According to the present competing risk model, the predictors of cause-specific death for stage I SCLC included tumor size, extent of tumor, surgery, and radiotherapy. There was a high probability in patients with the characteristics of the regional extent of tumor, large tumor size, no surgery, or radiotherapy to die of SCLC. Gender did not affect the cause-specific mortality, but the male patients were more prone to dying from other causes. Age affected other cause-related SCLC mortality. Hence, it is important to take actions to prevent older patients from dying from other diseases irrespective of the SCLC treatment. We did not find any significant effects of race and laterality on cause-specific death and death from other causes. Anatomic sites and grading were only significant in the cases of cause-specific death. Wang et al. [18] developed a nomogram prognostic model for SCLC patients and validated the model using an independent patient cohort. Their nomogram performs better than earlier models, including those using AJCC staging. However, because of lacking the Stage I SCLC competing risk analyses in their model, we cannot compare the results between Wang’s model and our model in this study.

Patients diagnosed with SCLC without any lymph node metastasis at a very early stage may undergo surgical resection of the lesion as the initial treatment procedure. According to the National Comprehensive Cancer Network guidelines, postoperative chemotherapy is recommended for stage I SCLC rather than radiation. Our study showed that surgery could effectively reduce the number of cancer-specific deaths and that the one-year cumulative incidence dropped from 34.5 to 11.2%. Like surgery, chemotherapy and radiotherapy improved the one-year survival rate.
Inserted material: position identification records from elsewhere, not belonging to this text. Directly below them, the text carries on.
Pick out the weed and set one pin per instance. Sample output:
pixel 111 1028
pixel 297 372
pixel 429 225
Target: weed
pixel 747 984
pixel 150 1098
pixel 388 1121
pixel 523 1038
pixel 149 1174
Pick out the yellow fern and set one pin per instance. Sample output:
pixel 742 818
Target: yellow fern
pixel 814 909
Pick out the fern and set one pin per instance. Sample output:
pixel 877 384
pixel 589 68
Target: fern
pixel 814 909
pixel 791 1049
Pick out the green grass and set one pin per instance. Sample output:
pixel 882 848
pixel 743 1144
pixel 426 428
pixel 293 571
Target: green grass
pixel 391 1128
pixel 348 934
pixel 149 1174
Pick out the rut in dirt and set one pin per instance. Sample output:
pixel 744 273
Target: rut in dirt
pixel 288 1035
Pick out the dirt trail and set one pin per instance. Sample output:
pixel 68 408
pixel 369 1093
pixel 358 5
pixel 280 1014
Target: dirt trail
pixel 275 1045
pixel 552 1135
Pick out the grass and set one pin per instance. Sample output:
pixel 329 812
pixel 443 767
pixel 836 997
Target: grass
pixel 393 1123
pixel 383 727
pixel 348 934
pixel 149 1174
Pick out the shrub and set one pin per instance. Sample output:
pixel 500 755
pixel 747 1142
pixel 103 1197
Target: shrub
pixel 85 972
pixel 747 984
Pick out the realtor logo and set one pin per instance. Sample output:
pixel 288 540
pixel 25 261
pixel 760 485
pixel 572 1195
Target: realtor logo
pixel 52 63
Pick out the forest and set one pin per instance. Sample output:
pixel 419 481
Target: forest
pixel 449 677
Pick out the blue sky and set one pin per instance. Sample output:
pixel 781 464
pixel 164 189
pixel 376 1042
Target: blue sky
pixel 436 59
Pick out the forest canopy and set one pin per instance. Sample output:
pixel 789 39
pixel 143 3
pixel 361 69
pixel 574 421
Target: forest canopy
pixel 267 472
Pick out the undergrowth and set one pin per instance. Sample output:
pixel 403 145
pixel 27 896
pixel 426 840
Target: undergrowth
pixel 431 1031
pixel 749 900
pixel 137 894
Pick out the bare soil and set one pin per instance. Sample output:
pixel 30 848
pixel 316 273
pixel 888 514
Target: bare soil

It is necessary to consider radiation before or after surgery, and this needs more validation. As SCLC is characterized by rapid growth, high invasiveness, and early metastasis, the five-year cumulative incidence was relatively high irrespective of the form of treatment. Our results indicated that treatment did not benefit the five-year survival rate. Therefore, early diagnosis and treatment are very critical and can markedly improve the one-year survival rate.
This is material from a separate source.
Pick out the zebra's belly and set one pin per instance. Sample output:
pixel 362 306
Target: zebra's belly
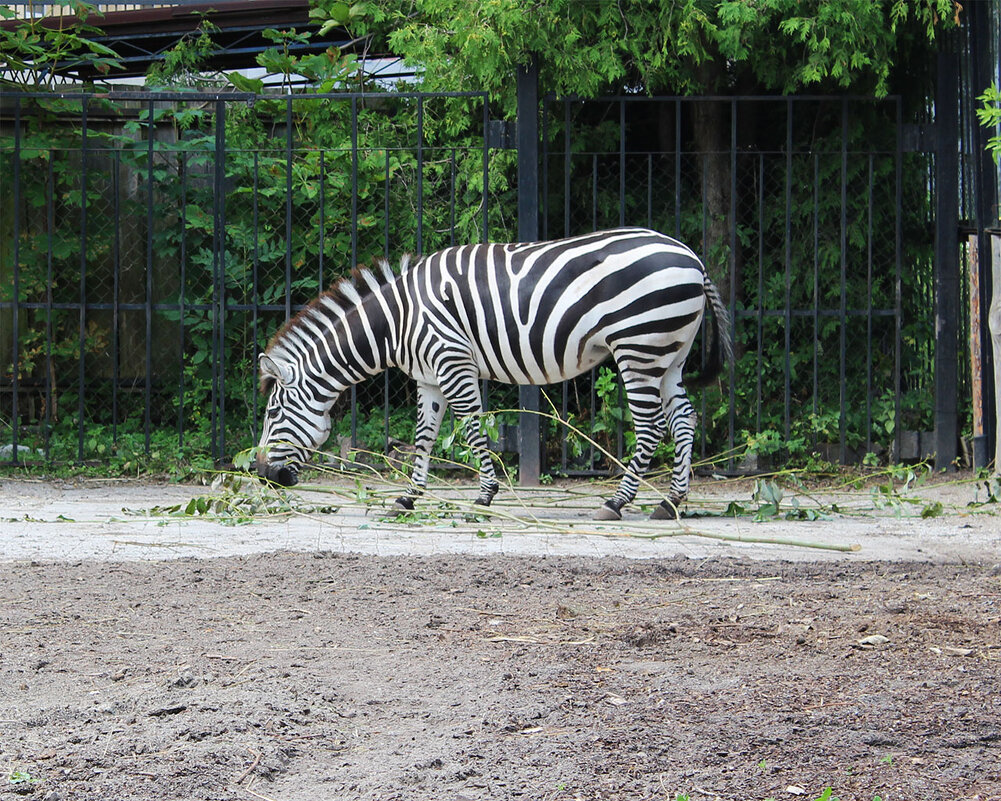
pixel 535 370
It is undeniable that our prediction model has some limitations. First, approximately 27% of the patients in our study were diagnosed during 2012–2014, which resulted in relatively short follow-up time. We could expect that longer follow-up time may help to improve the accuracy of model prediction. Second, several treatment-related factors weren’t included in the model, such as the plans of chemotherapy, number of cycles, the doses and methods of radiotherapy and the follow up treatment after recurrence. These factors can also influence the prognosis. Third, our model only provides a reference to clinical doctors. More complicated clinical factors will also be taken into account in their treatment decisions. Fourth, the comorbidity was a significant factor when physicians deciding treatment strategies. It was indeed a limitation that we established a prognostic model without comorbidity information. But we considered other vital clinical characters which could be obtained in SEER database with large sample and we believed this model could also providing valuable implications in clinical practice for stage I SCLC patients.

Conclusions

The cumulative incidence of mortality due to specific causes and other causes in stage I SCLC patients was calculated using a SEER database analysis. We also constructed the competing risk regression model for stage I SCLC and a competing risk nomogram to predict the three- and five-year cause-specific mortality individually. The nomogram could predict the prognosis conveniently and directly for stage I SCLC patients and help clinicians to make critical treatment decisions and choose appropriate strategies.

Supplementary information

Additional file 1. (16.4KB, docx)

Acknowledgments

The authors acknowledge the efforts of the SEER program in the creation of the SEER database.

Abbreviations

SCLC

Small-cell lung cancer

CIFs

Cumulative incidence functions

NCCN

National Comprehensive Cancer Network

SEER

Surveillance, Epidemiology, and End Results

sdHR

Sub-distribution hazard ratio

COPD

Chronic obstructive pulmonary disease

NOS

Not otherwise specified

CI

Confidence interval

Authors’ contributions

ZP. W and J. Z conceived and designed of the research. JJ. L and QW. Z carried out data acquisition analysis and interpretation. JJ. L and XH. Z drafted and revised the manuscript. TT. A, MN. W, YY. W and ML. Z provided assistance for the interpretation of the results. J. Z, B. J, X. Y and HX. C provided assistance for data acquisition, data analysis and statistical analysis. Z. D, JJ. W, YJ. C and XY. Z collected the background information. All the authors have read and approved the content of the manuscript.

Funding

This work was financially supported by the Science Foundation of Peking University Cancer Hospital(18–02); Beijing Municipal Administration of Hospitals Incubating Program (PX2019038); Science Foundation of Peking University Cancer Hospital (2017–18).

Availability of data and materials

Limited Use Agreement for Surveillance, Epidemiology, and End Results (SEER) Program (https://seer.cancer.gov) SEER*Stat Database: accession number (15586-Nov2016). The data can be used publicly.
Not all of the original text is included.